Aaron Beck, M.D., the father of cognitive-behavioral therapy.
“We are what we are because we have been what we have been, and what is needed for solving the problems of human life and motives is not moral estimates but more knowledge.” – Sigmund Freud

Robotics has already been introduced in the field of surgery. It is surmisable that in the not-so-distant future, a robot alone might complete an operation. But could you imagine a robot in the field of psychiatry or psychotherapy? In many ways, being robotic is the opposite of what makes for good therapy.

Yet, we teach our young psychiatrists and psychotherapists to act like “robots” in diagnosing and administering a “treatment plan,” following so-called “evidence-based” therapy manuals to guide treatment. Their patients may seem to get “better,” but usually not for long. Structured, manualized treatment may work in surgery, but, in my opinion, it has no place in psychiatry.

As a psychoanalyst, I have a theoretical disagreement with psychotherapeutic formulations that seek to maximize structure and direction at the expense of autonomy, introspection, and self-exploration. I have found that this preference is shared by a great number of patients seeking psychotherapy. Most have more of an interest in being understood and understanding themselves than in being told what to do or think.

Yet, many therapists begin their work by applying a psychiatric diagnosis and then selecting a “modality” from their repertoire of distinct psychotherapies. This is akin to a physician identifying a lesion and then selecting from a range of medical procedures to ameliorate it. While this approach might work for the patient with a tumor or aortic aneurysm, it doesn’t fit as neatly for the depressed or traumatized patient struggling with deep feelings of guilt and shame. There is no algorithm, no formula, no manual that can begin to account for the complexities and differences of individual human beings.

At its core, this mode of practicing psychotherapy—giving a diagnosis and then selecting from a preset variety of interventions—represents the medicalization of the art of psychotherapy. Needless to say, most psychotherapy interventions arrived at via this process are directive ones—cognitive, behavioral, cognitive-behavioral, dialectical behavioral, etc. The consequences of this medicalization are numerous and include, most significantly, an emphasis on observable “symptoms” rather than on their idiosyncratic, symbolic meaning. Patients are taught their symptoms are mere manifestations of underlying diseases, discounting them of any meaning or importance.

It is now being shown that these directive approaches to psychotherapy may be less effective than previously believed, and that the time-honored psychoanalytic approach may be more effective for many types of patients (Steinert, Munder, Rabung, Hoyer, & Leichsenring, 2017).

What is called psychotherapy, of course, is little more than human conversation bound by certain expectations or promises, the most important being privacy of communication. Attempts to explain psychotherapy as a medical “treatment” using neurobiological terms—for instance, trying to explain how psychotherapy may affect the brain—are needlessly reductionistic and contribute to the progressive medicalization of the field. There is no reason to turn to brain science to justify what we have known for thousands of years: conversation bound by certain rules can be a helpful and worthwhile endeavor.
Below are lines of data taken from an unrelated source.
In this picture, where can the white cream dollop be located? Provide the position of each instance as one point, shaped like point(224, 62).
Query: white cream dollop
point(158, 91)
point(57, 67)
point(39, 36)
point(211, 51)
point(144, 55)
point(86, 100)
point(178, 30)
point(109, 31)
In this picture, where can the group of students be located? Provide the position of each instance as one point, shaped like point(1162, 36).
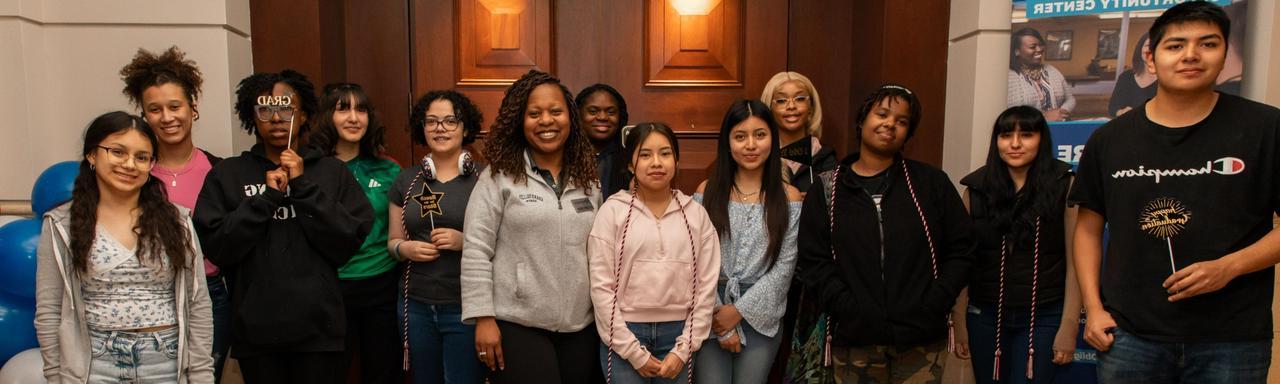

An ethical psychotherapy seeks to support and expand the patient’s personal freedom and self-determination. The therapist should have no interest in controlling the patient, giving advice, or instructing the patient to behave in any particular way. Since the single defining feature of all mental illness is a loss of a sense of control, psychotherapy should focus on reestablishing and expanding the patient’s autonomy and individual responsibility. This approach was first outlined by the psychiatrist Thomas Szasz in his 1965 book The Ethics of Psychoanalysis, and it represents, perhaps, the most significant contribution to the psychoanalytic literature since Freud.

The problem with manualized, directive psychotherapy is that it does just the opposite. It unnecessarily restricts the autonomy of patients in the name of helping them, and in the process, may be doing more harm than good.


Steinert, C., Munder, T., Rabung, S., Hoyer, J., & Leichsenring, F. (2017). Psychodynamic therapy: As efficacious as other empirically supported treatments? A meta-analysis testing equivalence of outcomes. American Journal of Psychiatry. Advance online publication.

Szasz, T. S. (1965). The ethics of psychoanalysis: The theory and method of autonomous psychotherapy. New York: Basic Books.